Espera que la ciencia nos dé respuestas definitivas de qué medidas son eficientes, qué variables son importantes para la transmisión de la enfermedad, a qué procedimiento y remedios debemos recurrir, de forma clara y unívoca. No obstante, la sofisticación del escenario epidemiológico no exige poco a las prácticas científicas: muchas variables por considerar, poco tiempo para medir consecuencias y un ambiente que no se puede controlar a voluntad, por mencionar solo algunos factores.
Por tanto, tales respuestas no son y tampoco sabemos si pronto serán claras y certeras. Pero es que esa es la naturaleza del conocimiento y la ciencia: una forma de adaptarnos y sobrevivir mejor a las contingencias del entorno, pero que no nos asegura nada y que siempre presenta matices y respuestas relativas: más grises que blancos o negros.

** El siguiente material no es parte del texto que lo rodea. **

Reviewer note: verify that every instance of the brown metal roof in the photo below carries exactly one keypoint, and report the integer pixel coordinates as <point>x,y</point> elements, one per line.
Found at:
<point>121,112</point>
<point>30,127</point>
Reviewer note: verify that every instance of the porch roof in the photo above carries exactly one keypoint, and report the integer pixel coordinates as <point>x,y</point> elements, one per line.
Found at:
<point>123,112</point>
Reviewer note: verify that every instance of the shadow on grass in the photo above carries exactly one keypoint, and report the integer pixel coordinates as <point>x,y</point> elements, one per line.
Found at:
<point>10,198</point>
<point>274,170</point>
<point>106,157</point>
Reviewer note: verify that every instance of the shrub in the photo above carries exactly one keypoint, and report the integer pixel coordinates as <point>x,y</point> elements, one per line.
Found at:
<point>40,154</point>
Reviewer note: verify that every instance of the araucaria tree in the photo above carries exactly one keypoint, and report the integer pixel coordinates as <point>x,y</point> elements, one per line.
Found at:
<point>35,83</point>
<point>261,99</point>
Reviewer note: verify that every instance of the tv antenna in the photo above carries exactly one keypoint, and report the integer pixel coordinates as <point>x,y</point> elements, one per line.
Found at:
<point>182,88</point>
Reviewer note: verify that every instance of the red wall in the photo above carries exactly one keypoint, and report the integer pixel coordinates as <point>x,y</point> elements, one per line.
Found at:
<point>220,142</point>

Si bien la ciencia no nos proporciona el tipo de certezas con las que Platón o Descartes soñaron, es el mejor instrumento que tenemos. Las respuestas mágicas, especulativas o religiosas, al ser más definitivas o absolutas, pueden darnos cierto consuelo metafísico o psicológico (como muchas fakenews), pero no serán más eficientes en términos de control y predicción.
Por ello, aunque la opinión pública esté plagada de lecciones morales sobre la pandemia que muy probablemente no ocurrirán, tal vez reaprender a vivir y aceptar la contingencia del mundo y la propia, así como de las herramientas que tenemos para afrontarla. es algo que sería saludable aceptar.